Shoppers steer clear of high streets despite lockdown lifting | Business
Shoppers continued to stay away from UK high streets last month despite the reopening of non-essential shops, pubs and restaurants following the lifting of lockdown measures.
The number of visitors to UK retail destinations dropped by 39.4% in July compared with the same month a year ago, according to figures from Springboard, a data company that tracks footfall at consumer hotspots.
Despite an improvement of almost a fifth from June, in the best month for visitor numbers since February, the figures suggest intense pressure remains for the high street as people continued to stay away from town and city centres amid the ongoing health risks from Covid-19.
Non-essential shops began reopening in England and Northern Ireland in mid-June, and in Wales and Scotland later that month. Hotels, pub and restaurants in England, Scotland and Northern Ireland followed suit in July, though customers were only allowed back inside Welsh pubs and cafes this week.
With social distancing measures in place, consumers are now gradually returning to towns and city centres. However, Springboard said that during the first full month without tough lockdown measures, bricks and mortar destinations only managed to attract six out of every 10 people who visited last year.
The latest snapshot comes after growing numbers of big high street names announce a raft of shop closures and job losses, as retailers, pubs, hotels, restaurants and tourist attractions face a sharp decline in income caused by the pandemic.

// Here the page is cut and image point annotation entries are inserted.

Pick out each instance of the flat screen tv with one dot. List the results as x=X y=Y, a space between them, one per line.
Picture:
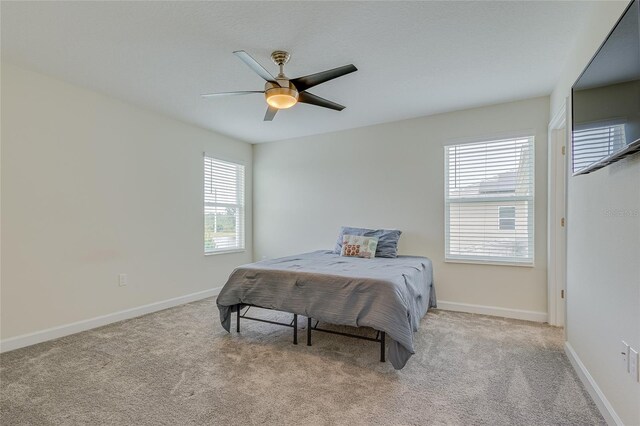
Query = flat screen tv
x=605 y=100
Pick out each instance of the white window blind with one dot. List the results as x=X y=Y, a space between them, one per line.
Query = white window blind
x=223 y=206
x=489 y=193
x=595 y=142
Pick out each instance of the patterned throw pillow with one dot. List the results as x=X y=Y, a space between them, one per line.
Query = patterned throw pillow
x=359 y=246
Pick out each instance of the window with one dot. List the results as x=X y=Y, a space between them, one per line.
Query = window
x=507 y=219
x=223 y=206
x=489 y=193
x=595 y=141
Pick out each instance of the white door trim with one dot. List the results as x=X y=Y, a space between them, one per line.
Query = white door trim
x=556 y=211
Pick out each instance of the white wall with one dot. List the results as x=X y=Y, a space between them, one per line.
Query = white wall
x=603 y=249
x=392 y=175
x=93 y=187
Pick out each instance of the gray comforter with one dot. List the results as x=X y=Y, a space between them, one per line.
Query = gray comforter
x=390 y=295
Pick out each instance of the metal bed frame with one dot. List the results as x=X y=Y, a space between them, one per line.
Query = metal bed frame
x=380 y=335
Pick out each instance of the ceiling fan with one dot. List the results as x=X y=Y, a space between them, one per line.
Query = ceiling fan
x=282 y=92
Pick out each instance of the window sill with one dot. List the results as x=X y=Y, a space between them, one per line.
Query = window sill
x=213 y=253
x=491 y=262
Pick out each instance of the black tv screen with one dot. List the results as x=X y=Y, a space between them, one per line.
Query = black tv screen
x=606 y=99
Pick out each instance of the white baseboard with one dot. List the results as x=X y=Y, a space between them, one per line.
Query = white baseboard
x=493 y=310
x=590 y=384
x=17 y=342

Consumers are increasingly spending online, while a lack of tourists from overseas and office workers venturing into town and city centres has had an impact on visitor numbers.

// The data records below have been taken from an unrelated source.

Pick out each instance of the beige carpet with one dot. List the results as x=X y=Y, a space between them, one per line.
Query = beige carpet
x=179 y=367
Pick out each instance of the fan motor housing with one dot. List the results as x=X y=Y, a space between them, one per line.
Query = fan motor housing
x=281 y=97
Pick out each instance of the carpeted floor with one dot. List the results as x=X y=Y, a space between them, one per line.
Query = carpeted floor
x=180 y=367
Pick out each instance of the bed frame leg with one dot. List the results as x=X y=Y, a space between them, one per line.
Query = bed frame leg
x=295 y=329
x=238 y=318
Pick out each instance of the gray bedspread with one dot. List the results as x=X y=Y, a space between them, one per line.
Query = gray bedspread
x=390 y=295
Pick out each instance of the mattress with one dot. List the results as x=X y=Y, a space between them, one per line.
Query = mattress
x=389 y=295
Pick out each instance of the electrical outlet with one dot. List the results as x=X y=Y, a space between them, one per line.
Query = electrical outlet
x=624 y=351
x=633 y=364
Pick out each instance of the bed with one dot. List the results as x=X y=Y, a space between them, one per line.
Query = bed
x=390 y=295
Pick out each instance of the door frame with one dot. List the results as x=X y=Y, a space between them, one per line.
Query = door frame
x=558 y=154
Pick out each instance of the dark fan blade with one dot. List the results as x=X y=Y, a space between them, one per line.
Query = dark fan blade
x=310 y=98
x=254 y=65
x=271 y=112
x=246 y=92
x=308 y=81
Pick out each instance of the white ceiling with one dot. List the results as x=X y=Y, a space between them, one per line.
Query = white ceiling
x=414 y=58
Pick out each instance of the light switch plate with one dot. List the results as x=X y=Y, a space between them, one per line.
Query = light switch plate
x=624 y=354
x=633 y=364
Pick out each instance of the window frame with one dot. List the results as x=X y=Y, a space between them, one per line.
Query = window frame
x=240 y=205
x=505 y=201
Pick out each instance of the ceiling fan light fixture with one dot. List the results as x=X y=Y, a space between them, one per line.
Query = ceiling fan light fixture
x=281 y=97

The figures precede the launch of the government’s eat out to help out restaurant discount scheme, which has led to a sharp rise in visitor numbers since the start of August. However, coronavirus infections are starting to increase in some parts of Britain, leading to local lockdowns and fuelling concern among consumers.
Springboard also said it was too early to tell if the mandatory wearing of face coverings had affected footfall, because it was brought in at the end of the month.
The reopening of non-essential shops had the biggest impact on high street and shopping centre footfall, although both locations still have much more ground to make up on retail parks, where car parking and large shops make physical distancing easier.
Compared to a year earlier, July footfall was down by 47.2% on the high street, by as much as 42% in shopping centres and 19.9% in retail parks. In central London, which is more reliant than anywhere else in the UK on tourists and office workers, visitor numbers remained 69% lower than in 2019.
Retail sales in the UK have recovered close to pre-pandemic levels driven by the release of pent-up demand, as shoppers made purchases in June that had been put on hold during lockdown. Spending on food, DIY and at garden centres rose sharply, although sales of clothes are still sharply down on a year ago.